Wie gelingt einfaches, kostengünstiges und ökologisches Bauen von Wohnraum mit einem minimierten Ressourcenbedarf? Das vom Büro foundation 5+ architekten geplante Suffizienzhaus U10 in Kassel soll dies beispielhaft demonstrieren.
Das fünfgeschossige Wohnhaus schließt als Massivholzbau die letzte verbliebene Baulücke am Rand des Martini-Quartiers in Kassel in einer gründerzeitlich geprägten Nachbarschaft. Das Projekt zeigt vorbildlich, wie kostengünstiger Wohnraum und die Minimierung des Ressourcenverbrauchs in Erstellung und Betrieb bei einem neu errichteten Gebäude unter Einhaltung der gesetzlichen Mindeststandards erreicht werden kann.
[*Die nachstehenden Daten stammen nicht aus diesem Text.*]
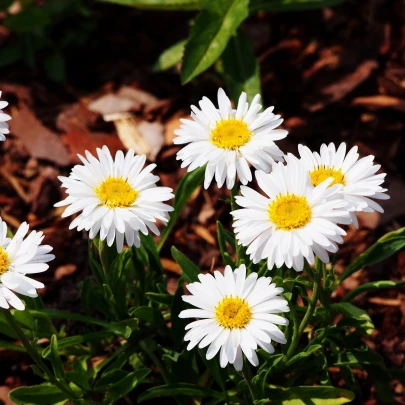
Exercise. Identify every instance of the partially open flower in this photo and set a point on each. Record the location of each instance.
(3, 120)
(19, 257)
(227, 140)
(237, 314)
(115, 197)
(360, 183)
(294, 221)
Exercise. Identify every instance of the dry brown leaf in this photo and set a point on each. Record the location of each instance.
(79, 141)
(38, 140)
(380, 101)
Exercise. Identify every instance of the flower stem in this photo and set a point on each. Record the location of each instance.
(247, 375)
(234, 207)
(299, 330)
(35, 356)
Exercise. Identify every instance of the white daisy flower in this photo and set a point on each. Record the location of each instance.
(227, 140)
(115, 197)
(293, 221)
(236, 315)
(19, 257)
(357, 176)
(3, 120)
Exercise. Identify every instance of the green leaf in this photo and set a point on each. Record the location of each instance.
(214, 25)
(170, 57)
(355, 358)
(353, 313)
(375, 285)
(321, 395)
(186, 187)
(150, 315)
(55, 359)
(240, 68)
(126, 385)
(5, 4)
(383, 248)
(290, 5)
(43, 394)
(29, 20)
(178, 389)
(165, 299)
(190, 271)
(158, 4)
(222, 245)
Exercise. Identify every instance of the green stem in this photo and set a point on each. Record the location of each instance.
(297, 333)
(248, 379)
(35, 356)
(234, 207)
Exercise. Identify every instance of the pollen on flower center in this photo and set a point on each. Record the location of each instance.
(4, 261)
(116, 192)
(289, 212)
(323, 172)
(233, 313)
(230, 134)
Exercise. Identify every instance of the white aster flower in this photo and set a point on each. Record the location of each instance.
(294, 221)
(116, 197)
(357, 176)
(227, 140)
(236, 315)
(19, 257)
(3, 120)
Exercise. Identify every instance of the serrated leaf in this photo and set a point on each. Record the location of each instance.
(214, 25)
(178, 389)
(372, 286)
(43, 394)
(186, 187)
(385, 247)
(126, 385)
(240, 68)
(190, 271)
(170, 57)
(290, 5)
(158, 4)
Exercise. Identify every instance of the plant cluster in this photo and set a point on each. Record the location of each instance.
(263, 329)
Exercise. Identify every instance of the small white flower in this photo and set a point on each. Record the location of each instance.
(294, 221)
(116, 197)
(237, 314)
(19, 257)
(357, 176)
(227, 140)
(3, 120)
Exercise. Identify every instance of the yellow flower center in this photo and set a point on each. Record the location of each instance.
(233, 313)
(324, 172)
(116, 192)
(230, 134)
(289, 212)
(4, 261)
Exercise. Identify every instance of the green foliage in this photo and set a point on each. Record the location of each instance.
(215, 24)
(381, 250)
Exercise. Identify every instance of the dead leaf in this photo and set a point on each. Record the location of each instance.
(65, 271)
(37, 139)
(111, 104)
(152, 132)
(129, 133)
(344, 86)
(380, 101)
(78, 141)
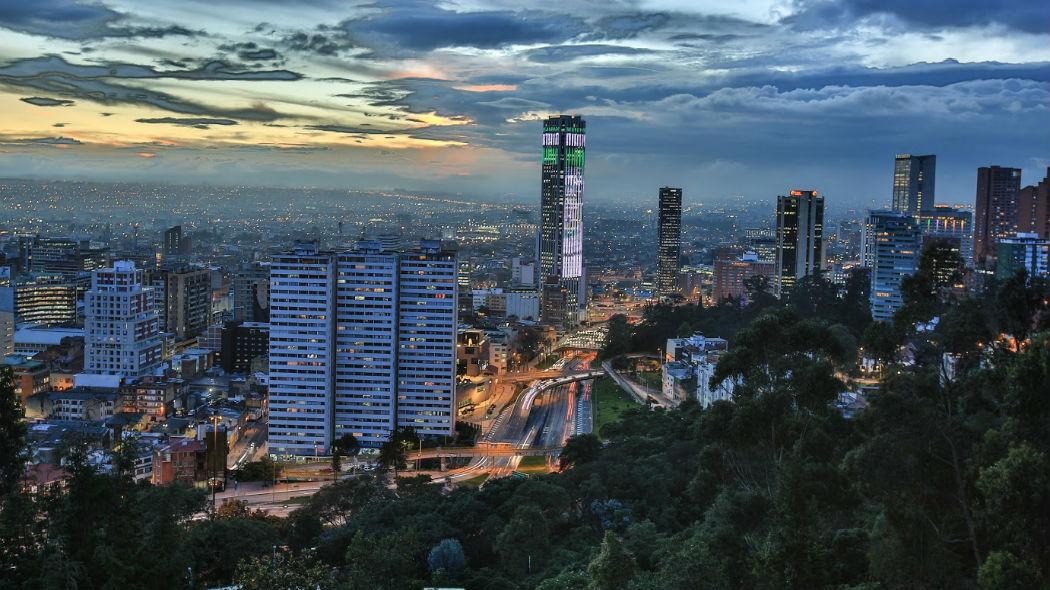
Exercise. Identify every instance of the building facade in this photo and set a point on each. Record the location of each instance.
(897, 245)
(995, 212)
(361, 342)
(914, 184)
(121, 328)
(669, 240)
(560, 249)
(1025, 252)
(800, 237)
(951, 224)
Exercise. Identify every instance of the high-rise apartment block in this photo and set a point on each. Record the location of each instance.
(800, 237)
(251, 293)
(669, 240)
(361, 341)
(914, 183)
(173, 240)
(995, 213)
(1026, 252)
(560, 248)
(950, 224)
(897, 241)
(121, 332)
(60, 255)
(183, 298)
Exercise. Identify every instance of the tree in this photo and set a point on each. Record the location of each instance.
(525, 541)
(446, 560)
(579, 449)
(613, 567)
(617, 340)
(13, 450)
(282, 572)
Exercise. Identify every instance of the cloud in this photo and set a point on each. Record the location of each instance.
(516, 104)
(421, 26)
(250, 51)
(44, 101)
(557, 54)
(1029, 16)
(198, 122)
(77, 20)
(101, 84)
(49, 141)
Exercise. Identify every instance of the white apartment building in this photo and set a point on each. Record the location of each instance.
(361, 341)
(121, 332)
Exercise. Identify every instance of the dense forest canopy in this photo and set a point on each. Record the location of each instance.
(942, 483)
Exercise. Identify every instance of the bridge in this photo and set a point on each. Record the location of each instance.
(482, 449)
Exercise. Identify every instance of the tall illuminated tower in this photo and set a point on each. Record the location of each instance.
(915, 178)
(560, 247)
(800, 237)
(669, 240)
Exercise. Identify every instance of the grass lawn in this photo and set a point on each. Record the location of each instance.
(610, 402)
(532, 465)
(651, 379)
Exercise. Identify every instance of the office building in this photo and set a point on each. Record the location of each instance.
(6, 313)
(49, 298)
(243, 341)
(1034, 208)
(361, 341)
(669, 240)
(1025, 252)
(173, 241)
(952, 225)
(914, 183)
(251, 293)
(560, 250)
(183, 298)
(995, 211)
(732, 272)
(897, 245)
(60, 255)
(522, 273)
(800, 237)
(121, 329)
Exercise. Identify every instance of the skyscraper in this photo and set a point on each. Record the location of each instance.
(561, 238)
(800, 237)
(183, 298)
(951, 224)
(361, 341)
(995, 211)
(669, 241)
(173, 240)
(914, 183)
(121, 332)
(897, 243)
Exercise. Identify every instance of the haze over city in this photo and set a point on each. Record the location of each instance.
(725, 100)
(503, 295)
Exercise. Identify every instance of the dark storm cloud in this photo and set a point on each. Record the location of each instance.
(422, 26)
(198, 122)
(1030, 16)
(44, 101)
(328, 43)
(101, 84)
(77, 20)
(557, 54)
(250, 51)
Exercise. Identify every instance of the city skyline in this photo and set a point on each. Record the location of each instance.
(370, 97)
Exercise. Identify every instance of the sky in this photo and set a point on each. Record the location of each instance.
(728, 100)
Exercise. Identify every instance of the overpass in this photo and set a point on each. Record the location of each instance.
(482, 449)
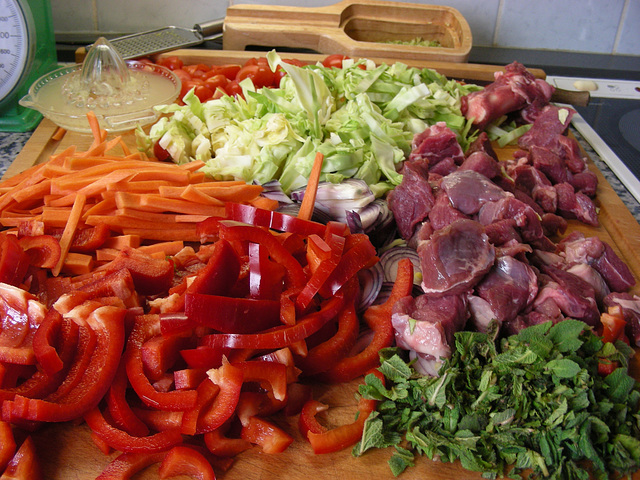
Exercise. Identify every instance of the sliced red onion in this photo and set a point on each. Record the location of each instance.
(273, 190)
(319, 215)
(338, 198)
(370, 285)
(389, 260)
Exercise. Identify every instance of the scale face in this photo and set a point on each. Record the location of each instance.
(27, 51)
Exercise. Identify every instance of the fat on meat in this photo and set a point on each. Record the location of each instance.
(630, 305)
(515, 89)
(455, 258)
(469, 190)
(426, 326)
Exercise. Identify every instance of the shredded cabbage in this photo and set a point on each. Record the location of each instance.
(362, 118)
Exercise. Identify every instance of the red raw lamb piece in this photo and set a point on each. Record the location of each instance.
(430, 337)
(455, 258)
(514, 89)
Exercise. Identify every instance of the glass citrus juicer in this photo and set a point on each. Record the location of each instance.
(121, 94)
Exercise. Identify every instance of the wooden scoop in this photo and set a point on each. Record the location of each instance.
(355, 28)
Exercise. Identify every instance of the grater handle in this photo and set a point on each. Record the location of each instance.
(212, 27)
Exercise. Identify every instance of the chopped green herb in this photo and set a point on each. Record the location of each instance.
(530, 403)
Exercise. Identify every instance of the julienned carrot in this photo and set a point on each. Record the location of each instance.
(69, 232)
(309, 199)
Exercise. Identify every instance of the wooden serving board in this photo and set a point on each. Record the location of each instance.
(362, 27)
(68, 453)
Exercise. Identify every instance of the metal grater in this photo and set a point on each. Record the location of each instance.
(165, 39)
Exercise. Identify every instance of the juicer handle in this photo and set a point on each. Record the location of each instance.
(210, 28)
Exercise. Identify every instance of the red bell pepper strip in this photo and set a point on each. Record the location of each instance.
(273, 220)
(234, 231)
(279, 337)
(308, 422)
(24, 464)
(161, 352)
(271, 438)
(323, 269)
(229, 378)
(71, 401)
(339, 438)
(207, 391)
(127, 464)
(203, 357)
(230, 314)
(119, 408)
(14, 262)
(378, 318)
(183, 460)
(146, 327)
(326, 355)
(360, 254)
(222, 446)
(151, 275)
(122, 441)
(43, 250)
(265, 277)
(221, 272)
(44, 341)
(7, 444)
(41, 384)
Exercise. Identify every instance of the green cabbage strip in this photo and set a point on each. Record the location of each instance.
(362, 120)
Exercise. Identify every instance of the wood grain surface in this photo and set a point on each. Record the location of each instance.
(68, 453)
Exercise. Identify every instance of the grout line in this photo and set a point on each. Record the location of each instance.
(498, 22)
(623, 16)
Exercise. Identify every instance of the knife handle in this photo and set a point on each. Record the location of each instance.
(570, 97)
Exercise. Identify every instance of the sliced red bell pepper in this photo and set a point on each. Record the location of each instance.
(266, 278)
(279, 337)
(183, 460)
(145, 328)
(359, 254)
(230, 314)
(41, 384)
(326, 355)
(271, 219)
(151, 275)
(271, 438)
(14, 262)
(119, 408)
(221, 272)
(45, 342)
(378, 318)
(234, 231)
(229, 378)
(43, 250)
(7, 444)
(94, 374)
(203, 357)
(222, 446)
(24, 464)
(207, 391)
(161, 352)
(127, 464)
(322, 269)
(122, 441)
(338, 438)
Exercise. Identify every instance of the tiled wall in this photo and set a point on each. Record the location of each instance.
(595, 26)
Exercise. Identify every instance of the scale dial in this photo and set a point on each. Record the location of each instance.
(15, 45)
(27, 51)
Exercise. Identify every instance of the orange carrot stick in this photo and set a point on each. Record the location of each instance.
(69, 232)
(309, 199)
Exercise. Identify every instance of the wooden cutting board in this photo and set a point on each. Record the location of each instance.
(362, 27)
(67, 452)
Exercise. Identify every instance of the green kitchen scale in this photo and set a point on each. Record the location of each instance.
(27, 51)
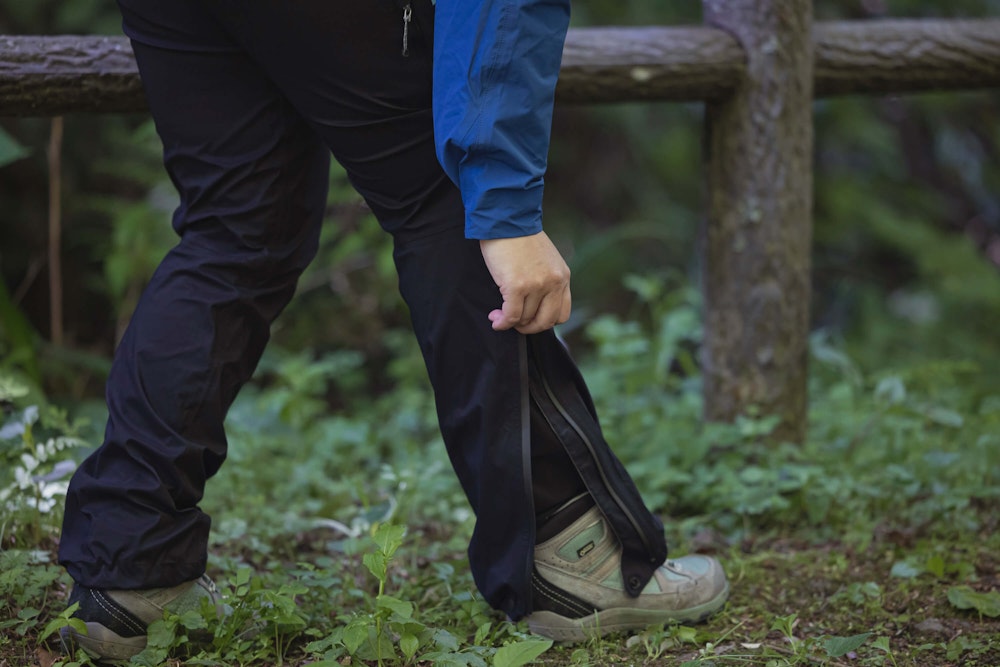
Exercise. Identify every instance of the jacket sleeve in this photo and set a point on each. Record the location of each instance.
(496, 63)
Auf Grundlage der drei Nachhaltigkeitsstrategien „Reduce – Reuse – Recycle“ und zusammen mit einer engagierten Baugemeinschaft ist ein suffizientes, ressourcenschonendes Gebäude zum gemeinschaftlichen Wohnen entstanden. Die gestalterische Grundidee liegt einer klaren Gebäude- und Fassadenstruktur zugrunde, die den Einsatz unterschiedlicher gebrauchter Materialien und Bauteile integriert. Diese wurden zum Teil erst im Laufe des Bauprozesses gefunden und entweder an die Gestaltung angepasst oder als diese veränderndes Element integriert. Beide Vorgehensweisen führen zu einem individuellen Gebäudecharakter.
Bei der Planung wurde das Leitthema „Reduce“ konsequent umgesetzt. Das beheizte Volumen des Gebäudes wird durch ein Treppenhaus, das außerhalb der thermischen Gebäudehülle liegt, reduziert. Auf ein Kellergeschoss wurde verzichtet, stattdessen fungiert das Dach als ungeheizte gemeinschaftlich genutzte Ebene, auf der beispielsweise Waschküche und Trockenraum untergebracht sind. Geringe Deckenspannweiten reduzieren den Konstruktionsaufwand. Die Haustechnik wurde mit nur einem zentralem Erschließungsstrang umgesetzt. Trotz dieser Reduktion wurde auf eine maximale Nutzungsflexibilität geachtet: Eine aufgelöste Wandscheibe dient als tragende Mittelachse für maximale Flexibilität bei der Grundrissaufteilung. So lassen sich die als WG, Partner- oder Clusterwohnung nutzbaren Ebenen langfristig an verschiedene Lebensentwürfe und die sich ändernden Bedürfnisse der Bewohnerinnen und Bewohner anpassen.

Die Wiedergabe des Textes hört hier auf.